2 Replies Latest reply on Sep 3, 2014 12:48 AM by anilkumar_konapure

    Failover after failback not working with HornetQ 2.4.0 Final and JBoss 7.2

    anilkumar_konapure

      We are using Jboss7.2 with HornetQ2.4. Topology is collocated HA using in-vm connection factory.

      When we start JBOSS, sometimes JMS server is not starting and it continuously gives the error:

       

      INFO [org.hornetq.jms.server] (ServerService Thread Pool -- 122) HQ121004: JMS Server Manager Caching command for destroyConnectionFactory for RemoteConnectionFactory since the JMS Server is not active yet

      HQ121004: JMS Server Manager Caching command for createQueue for XXX since the JMS Server is not active yet

      (MSC service thread 1-17) HQ122018: Could not start recovery discovery on XARecoveryConfig [transportConfiguration = [TransportConfiguration(name=8bfca16f-baf5-11e3-bcee-cb0c6044933c, factory=org-hornetq-core-remoting-impl-invm-InVMConnectorFactory) ?server-id=0], discoveryConfiguration = null, username=null, password=****], we will retry every recovery scan until the server is available

      INFO [org.hornetq.ra] (default-threads - 2) HQ151005: awaiting HornetQ Server availability

      ERROR [org.hornetq.core.server] (HQ119000: Activation for server HornetQServerImpl::serverUUID=null) HQ224000: Failure in initialisation: HornetQIllegalStateException[errorType=ILLEGAL_STATE message=HQ119026: Backup Server was not yet in sync with live]

      at org.hornetq.core.server.impl.HornetQServerImpl$SharedNothingBackupActivation.run(HornetQServerImpl.java:2523) [hornetq-server-2.4.0-SNAPSHOT.jar:]

      at java.lang.Thread.run(Thread.java:744) [rt.jar:1.7.0_45]

      ERROR [stderr] (HQ119000: Activation for server HornetQServerImpl::serverUUID=null) HornetQIllegalStateException[errorType=ILLEGAL_STATE message=HQ119026: Backup Server was not yet in sync with live]

       

      If the server is restarted manually it starts working.

      However on subsequent failover of the other node Backup server doesn’t get turned to Live for the first node.

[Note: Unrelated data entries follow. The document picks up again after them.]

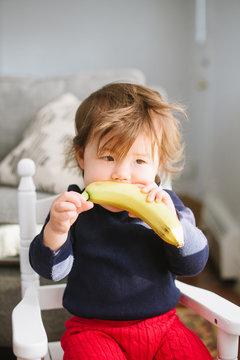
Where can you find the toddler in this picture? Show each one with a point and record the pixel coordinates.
(120, 275)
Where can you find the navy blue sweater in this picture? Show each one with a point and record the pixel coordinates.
(117, 267)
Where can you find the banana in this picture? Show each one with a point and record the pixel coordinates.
(129, 197)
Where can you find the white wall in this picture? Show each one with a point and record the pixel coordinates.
(47, 37)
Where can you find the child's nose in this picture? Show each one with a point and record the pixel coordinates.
(121, 172)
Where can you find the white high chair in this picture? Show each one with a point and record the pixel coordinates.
(29, 337)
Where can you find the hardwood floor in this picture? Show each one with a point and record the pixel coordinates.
(209, 279)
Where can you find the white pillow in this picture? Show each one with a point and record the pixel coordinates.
(46, 142)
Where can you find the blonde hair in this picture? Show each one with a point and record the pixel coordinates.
(123, 111)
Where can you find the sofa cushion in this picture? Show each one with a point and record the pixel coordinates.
(22, 97)
(46, 143)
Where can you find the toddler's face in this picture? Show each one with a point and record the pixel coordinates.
(139, 166)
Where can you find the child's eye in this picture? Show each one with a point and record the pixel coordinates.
(108, 158)
(140, 161)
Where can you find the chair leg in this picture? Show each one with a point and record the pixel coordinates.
(227, 346)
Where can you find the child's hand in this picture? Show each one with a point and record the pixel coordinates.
(64, 212)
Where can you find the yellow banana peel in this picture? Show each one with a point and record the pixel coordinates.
(129, 197)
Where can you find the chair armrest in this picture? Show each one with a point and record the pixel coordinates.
(217, 310)
(29, 336)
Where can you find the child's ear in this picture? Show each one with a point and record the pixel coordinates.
(80, 157)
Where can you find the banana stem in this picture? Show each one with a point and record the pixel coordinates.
(85, 195)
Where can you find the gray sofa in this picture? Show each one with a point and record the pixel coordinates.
(32, 112)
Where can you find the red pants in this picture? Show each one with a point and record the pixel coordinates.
(163, 337)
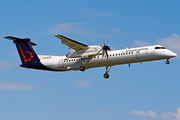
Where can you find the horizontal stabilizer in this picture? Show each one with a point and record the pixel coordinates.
(20, 40)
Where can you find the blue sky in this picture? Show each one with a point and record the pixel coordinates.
(147, 91)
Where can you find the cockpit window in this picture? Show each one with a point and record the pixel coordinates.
(160, 48)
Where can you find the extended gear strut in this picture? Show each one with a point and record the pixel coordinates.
(106, 75)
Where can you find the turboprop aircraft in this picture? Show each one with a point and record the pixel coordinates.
(84, 57)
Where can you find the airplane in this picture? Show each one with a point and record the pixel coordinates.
(83, 57)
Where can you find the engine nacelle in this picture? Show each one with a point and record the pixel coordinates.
(92, 51)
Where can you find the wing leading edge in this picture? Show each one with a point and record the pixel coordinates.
(72, 43)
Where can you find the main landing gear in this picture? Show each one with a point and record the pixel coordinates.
(82, 67)
(167, 62)
(106, 75)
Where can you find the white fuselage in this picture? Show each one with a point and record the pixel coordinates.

In this scenario messages are getting lost.

       

      Scenario is:

      Node 1: Start(Live/Backup)         Node 2:Start(Live/Backup)

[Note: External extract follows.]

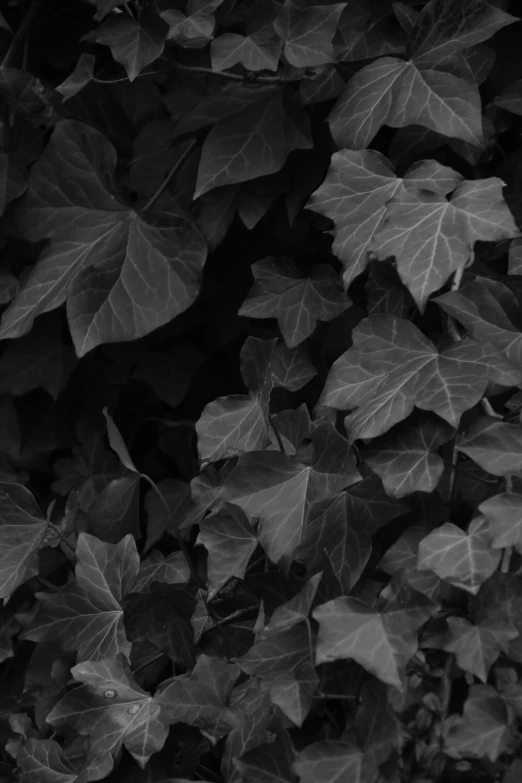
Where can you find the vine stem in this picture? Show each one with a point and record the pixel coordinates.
(238, 77)
(181, 160)
(20, 33)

      Messages are created.

      Load balancing works fine.

      Node 1: Stop() Node 2: (Live/Live)  -> First Failover

      Load balancing working fine. Messages were replicated to 28

      Node 1: Start()

      ConnectionFactory Error (refer above stack trace). JMS server not started

      Manual Restart of Node 1

      Node 1: (Live/Backup) Node 2: (Live/Backup) -> First Failback

      Load balancing working fine.

      Node 1: (Live/Backup) Node 2: (Stop) -> Second failover

      Backup did not turn to Live

      Hence messages from Node 2’s Live were not replicated to Node 1 and they were lost.

       

      In the logs i see following error which seems to be the reason,

      2014-09-02 03:26:31,241 WARN [org.hornetq.core.server] (Thread-30 (HornetQ-client-global-threads-1912556493)) HQ222095: Connection failed with failedOver=false: HornetQNotConnectedException[errorType=NOT_CONNECTED message=HQ119006: Channel disconnected]

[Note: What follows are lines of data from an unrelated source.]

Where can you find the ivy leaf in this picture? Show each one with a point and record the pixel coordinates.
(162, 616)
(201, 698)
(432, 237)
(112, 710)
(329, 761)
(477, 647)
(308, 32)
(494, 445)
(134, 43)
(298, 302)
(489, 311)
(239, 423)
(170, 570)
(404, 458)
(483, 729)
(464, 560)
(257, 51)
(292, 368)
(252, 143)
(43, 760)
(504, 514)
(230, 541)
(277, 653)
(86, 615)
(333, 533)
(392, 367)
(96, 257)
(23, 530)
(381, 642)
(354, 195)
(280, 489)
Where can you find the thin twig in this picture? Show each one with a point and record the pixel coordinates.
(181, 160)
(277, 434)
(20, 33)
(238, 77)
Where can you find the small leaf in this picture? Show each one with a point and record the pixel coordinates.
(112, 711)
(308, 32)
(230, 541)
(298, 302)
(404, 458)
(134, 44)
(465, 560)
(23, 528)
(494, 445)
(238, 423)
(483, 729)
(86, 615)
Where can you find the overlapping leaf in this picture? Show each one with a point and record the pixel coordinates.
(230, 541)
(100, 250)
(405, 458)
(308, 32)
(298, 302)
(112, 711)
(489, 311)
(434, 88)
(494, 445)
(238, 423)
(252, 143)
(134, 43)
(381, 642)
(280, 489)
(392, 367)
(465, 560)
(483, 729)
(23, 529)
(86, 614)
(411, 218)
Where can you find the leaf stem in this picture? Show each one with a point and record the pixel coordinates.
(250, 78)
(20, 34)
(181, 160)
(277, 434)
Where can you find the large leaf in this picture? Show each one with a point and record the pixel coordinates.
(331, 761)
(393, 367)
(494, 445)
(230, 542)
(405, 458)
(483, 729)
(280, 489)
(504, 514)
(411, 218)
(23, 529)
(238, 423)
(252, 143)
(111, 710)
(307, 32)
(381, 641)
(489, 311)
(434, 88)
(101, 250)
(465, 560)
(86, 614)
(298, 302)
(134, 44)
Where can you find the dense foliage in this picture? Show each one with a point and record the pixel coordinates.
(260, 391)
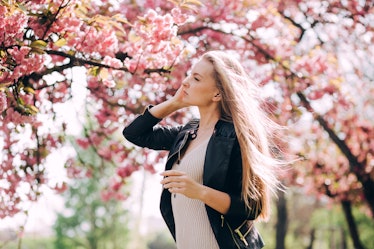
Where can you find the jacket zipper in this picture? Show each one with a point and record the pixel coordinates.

      at org.hornetq.core.client.impl.ClientSessionFactoryImpl.connectionDestroyed(ClientSessionFactoryImpl.java:421) [hornetq-core-client-2.4.0-SNAPSHOT.jar:]

      at org.hornetq.core.remoting.impl.netty.NettyConnector$Listener$1.run(NettyConnector.java:871) [hornetq-core-client-2.4.0-SNAPSHOT.jar:]

      at org.hornetq.utils.OrderedExecutorFactory$OrderedExecutor$1.run(OrderedExecutorFactory.java:107) [hornetq-core-client-2.4.0-SNAPSHOT.jar:]

      at java.util.concurrent.ThreadPoolExecutor.runWorker(ThreadPoolExecutor.java:1145) [rt.jar:1.7.0_45]

      at java.util.concurrent.ThreadPoolExecutor$Worker.run(ThreadPoolExecutor.java:615) [rt.jar:1.7.0_45]

      at java.lang.Thread.run(Thread.java:744) [rt.jar:1.7.0_45]

       

      Any suggestions on this would be a great help.

       

      Thanks,

      Anil